---
title: "Econ 425T Homework 2"
subtitle: "Due Feb 3, 2023 @ 11:59PM"
author: "YOUR NAME and UID"
date: "`r format(Sys.time(), '%d %B, %Y')`"
format:
  html:
    theme: cosmo
    number-sections: true
    toc: true
    toc-depth: 4
    toc-location: left
    code-fold: false
engine: knitr
knitr:
  opts_chunk: 
    fig.align: 'center'
    # fig.width: 6
    # fig.height: 4
    message: FALSE
    cache: false
---

## Least squares is MLE (10pts)

Show that in the case of linear model with Gaussian errors, maximum likelihood and least squares are the same thing, and $C_p$ and AIC are equivalent.
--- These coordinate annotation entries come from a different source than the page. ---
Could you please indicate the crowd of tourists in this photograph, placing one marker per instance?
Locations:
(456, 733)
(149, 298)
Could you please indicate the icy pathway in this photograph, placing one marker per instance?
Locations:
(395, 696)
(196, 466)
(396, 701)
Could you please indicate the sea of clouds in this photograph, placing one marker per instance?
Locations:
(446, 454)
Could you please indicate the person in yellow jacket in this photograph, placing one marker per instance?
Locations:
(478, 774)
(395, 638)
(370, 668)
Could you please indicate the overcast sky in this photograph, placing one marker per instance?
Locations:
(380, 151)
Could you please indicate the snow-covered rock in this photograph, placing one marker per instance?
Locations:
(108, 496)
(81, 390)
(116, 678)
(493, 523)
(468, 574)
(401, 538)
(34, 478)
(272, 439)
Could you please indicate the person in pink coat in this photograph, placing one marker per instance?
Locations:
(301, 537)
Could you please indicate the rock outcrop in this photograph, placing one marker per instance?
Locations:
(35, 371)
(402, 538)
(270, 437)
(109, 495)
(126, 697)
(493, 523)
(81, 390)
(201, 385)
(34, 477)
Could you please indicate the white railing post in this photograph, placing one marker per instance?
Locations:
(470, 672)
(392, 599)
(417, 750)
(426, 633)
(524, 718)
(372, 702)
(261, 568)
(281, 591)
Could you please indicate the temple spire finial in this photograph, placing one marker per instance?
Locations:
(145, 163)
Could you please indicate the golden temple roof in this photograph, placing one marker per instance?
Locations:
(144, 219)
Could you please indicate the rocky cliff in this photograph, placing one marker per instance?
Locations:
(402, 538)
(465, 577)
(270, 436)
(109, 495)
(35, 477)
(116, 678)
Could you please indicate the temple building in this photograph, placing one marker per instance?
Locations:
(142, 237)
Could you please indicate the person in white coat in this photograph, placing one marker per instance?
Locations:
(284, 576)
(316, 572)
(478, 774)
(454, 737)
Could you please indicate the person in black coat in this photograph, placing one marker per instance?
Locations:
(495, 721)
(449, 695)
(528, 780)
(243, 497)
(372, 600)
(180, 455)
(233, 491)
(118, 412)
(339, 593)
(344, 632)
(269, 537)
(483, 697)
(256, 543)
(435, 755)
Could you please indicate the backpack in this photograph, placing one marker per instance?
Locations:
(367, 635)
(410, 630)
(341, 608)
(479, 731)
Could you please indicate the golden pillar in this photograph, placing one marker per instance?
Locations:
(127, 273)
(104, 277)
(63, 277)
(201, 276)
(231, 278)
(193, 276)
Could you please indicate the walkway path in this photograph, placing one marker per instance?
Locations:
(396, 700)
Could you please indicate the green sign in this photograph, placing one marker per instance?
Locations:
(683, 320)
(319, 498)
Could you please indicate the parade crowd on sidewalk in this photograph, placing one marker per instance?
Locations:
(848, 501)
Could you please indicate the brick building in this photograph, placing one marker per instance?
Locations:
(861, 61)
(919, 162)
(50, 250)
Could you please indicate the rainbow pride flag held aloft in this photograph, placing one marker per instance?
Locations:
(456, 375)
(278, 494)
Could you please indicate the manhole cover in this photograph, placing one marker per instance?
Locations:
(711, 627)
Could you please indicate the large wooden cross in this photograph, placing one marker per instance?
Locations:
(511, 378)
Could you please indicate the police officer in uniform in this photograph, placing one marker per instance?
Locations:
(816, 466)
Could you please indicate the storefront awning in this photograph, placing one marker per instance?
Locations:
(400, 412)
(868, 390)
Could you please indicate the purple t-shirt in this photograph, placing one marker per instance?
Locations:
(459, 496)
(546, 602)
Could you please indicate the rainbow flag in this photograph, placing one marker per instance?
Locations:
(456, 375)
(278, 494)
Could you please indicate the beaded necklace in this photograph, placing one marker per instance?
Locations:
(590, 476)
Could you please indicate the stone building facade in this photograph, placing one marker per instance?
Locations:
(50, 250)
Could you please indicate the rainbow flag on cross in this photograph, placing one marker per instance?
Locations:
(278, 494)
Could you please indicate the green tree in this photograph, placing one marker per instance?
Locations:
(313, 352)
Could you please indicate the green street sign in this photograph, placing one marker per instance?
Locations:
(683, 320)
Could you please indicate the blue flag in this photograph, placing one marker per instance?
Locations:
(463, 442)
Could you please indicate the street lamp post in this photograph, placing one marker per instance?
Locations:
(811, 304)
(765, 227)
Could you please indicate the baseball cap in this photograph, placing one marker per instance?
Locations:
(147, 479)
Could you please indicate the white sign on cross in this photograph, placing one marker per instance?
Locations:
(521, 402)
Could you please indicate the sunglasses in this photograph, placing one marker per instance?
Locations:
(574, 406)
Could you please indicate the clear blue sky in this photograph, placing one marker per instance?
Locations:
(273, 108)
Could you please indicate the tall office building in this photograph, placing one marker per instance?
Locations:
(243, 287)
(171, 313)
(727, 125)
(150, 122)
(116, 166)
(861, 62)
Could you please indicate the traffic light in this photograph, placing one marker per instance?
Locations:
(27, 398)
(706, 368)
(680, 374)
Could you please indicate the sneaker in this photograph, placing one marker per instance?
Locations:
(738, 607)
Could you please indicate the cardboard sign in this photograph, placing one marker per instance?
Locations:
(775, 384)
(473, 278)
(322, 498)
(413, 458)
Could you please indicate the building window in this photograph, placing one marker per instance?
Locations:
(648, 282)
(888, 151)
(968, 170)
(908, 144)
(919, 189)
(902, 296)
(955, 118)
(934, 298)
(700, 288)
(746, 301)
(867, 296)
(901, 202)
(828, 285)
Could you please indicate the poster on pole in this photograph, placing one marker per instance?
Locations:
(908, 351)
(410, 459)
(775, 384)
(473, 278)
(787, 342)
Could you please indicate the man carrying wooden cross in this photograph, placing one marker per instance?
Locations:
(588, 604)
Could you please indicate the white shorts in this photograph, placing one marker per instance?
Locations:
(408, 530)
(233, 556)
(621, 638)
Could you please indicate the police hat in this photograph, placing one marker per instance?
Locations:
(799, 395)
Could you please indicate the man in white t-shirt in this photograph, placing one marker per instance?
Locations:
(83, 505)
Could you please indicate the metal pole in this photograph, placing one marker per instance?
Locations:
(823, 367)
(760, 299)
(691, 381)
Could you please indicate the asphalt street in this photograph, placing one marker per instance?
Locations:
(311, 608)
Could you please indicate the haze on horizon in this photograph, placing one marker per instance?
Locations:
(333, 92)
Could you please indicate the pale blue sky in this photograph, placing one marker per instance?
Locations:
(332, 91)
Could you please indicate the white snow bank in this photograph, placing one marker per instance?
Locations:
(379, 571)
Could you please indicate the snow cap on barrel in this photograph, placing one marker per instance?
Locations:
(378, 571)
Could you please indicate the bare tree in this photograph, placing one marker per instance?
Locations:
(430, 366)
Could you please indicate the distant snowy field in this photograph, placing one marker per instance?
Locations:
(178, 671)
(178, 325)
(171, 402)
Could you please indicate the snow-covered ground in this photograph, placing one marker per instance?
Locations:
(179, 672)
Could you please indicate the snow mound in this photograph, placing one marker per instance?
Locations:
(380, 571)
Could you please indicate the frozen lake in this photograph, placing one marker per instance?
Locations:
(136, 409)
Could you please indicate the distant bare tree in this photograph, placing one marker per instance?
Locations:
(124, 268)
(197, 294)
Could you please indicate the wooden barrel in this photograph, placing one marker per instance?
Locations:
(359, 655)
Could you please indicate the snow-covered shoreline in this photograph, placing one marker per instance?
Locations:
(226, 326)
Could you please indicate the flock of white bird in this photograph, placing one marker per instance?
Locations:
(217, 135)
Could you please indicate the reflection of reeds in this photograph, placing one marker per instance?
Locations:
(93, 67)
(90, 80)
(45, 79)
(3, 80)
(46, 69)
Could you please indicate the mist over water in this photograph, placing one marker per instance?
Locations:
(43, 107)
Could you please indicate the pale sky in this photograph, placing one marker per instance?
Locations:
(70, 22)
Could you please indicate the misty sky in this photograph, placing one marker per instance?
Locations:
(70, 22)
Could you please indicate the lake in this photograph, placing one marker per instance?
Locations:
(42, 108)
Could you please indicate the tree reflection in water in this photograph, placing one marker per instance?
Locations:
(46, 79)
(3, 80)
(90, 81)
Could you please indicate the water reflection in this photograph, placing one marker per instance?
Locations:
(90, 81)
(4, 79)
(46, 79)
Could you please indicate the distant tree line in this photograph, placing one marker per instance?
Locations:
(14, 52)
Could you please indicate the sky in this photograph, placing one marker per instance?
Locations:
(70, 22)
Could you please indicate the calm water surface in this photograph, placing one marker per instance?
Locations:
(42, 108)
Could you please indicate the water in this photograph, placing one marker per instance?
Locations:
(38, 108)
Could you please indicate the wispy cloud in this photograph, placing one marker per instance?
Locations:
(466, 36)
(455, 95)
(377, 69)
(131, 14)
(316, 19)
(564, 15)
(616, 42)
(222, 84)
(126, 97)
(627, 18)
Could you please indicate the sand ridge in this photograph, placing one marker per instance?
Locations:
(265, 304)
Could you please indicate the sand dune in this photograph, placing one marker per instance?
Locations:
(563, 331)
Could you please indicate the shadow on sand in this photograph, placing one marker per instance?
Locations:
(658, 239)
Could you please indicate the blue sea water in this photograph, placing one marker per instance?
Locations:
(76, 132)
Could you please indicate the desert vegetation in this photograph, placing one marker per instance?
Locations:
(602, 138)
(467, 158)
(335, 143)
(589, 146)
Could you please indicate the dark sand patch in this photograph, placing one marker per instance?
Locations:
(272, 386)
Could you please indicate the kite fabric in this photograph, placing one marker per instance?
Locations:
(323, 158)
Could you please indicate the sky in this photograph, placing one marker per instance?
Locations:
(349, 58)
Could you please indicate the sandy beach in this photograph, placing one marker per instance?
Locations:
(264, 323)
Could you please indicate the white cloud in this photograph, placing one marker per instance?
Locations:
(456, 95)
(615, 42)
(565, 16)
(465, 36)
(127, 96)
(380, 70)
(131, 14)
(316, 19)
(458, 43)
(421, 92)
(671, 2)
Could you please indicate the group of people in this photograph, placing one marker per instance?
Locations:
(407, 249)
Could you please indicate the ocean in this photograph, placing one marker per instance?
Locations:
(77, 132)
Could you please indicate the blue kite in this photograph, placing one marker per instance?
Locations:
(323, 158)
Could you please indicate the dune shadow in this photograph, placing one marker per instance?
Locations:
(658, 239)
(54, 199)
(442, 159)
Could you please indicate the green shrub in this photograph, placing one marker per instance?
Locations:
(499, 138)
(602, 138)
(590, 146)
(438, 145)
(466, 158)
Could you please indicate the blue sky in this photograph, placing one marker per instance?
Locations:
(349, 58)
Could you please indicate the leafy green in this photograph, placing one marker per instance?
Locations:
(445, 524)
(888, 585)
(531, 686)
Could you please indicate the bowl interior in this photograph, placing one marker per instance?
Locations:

## ISL Exercise 6.6.1 (10pts)

## ISL Exercise 6.6.3 (10pts)

## ISL Exercise 6.6.4 (10pts)

## ISL Exercise 6.6.5 (10pts)

## ISL Exercise 6.6.11 (30pts)

You must follow the [typical machine learning paradigm](https://ucla-econ-425t.github.io/2023winter/slides/06-modelselection/workflow_lasso.html) to compare _at least_ 3 methods: least squares, lasso, and ridge. Report final results as

| Method | CV RMSE | Test RMSE |
|:------:|:------:|:------:|:------:|
| LS | | | |
| Ridge | | | |
| Lasso | | | |
| ... | | | |

## ISL Exercise 5.4.2 (10pts)

## ISL Exercise 5.4.9 (20pts)

## Bonus question (20pts)

Consider a linear regression, fit by least squares to a set of training data $(x_1, y_1), \ldots, (x_N,  y_N)$ drawn at random from a population. Let $\hat \beta$ be the least squares estimate. Suppose we have some test data $(\tilde{x}_1, \tilde{y}_1), \ldots, (\tilde{x}_M, \tilde{y}_M)$ drawn at random from the same population as the training data. If $R_{\text{train}}(\beta) = \frac{1}{N} \sum_{i=1}^N (y_i - \beta^T x_i)^2$ and $R_{\text{test}}(\beta) = \frac{1}{M} \sum_{i=1}^M (\tilde{y}_i - \beta^T \tilde{x}_i)^2$. Show that
$$
\operatorname{E}[R_{\text{train}}(\hat{\beta})] < \operatorname{E}[R_{\text{test}}(\hat{\beta})].
$$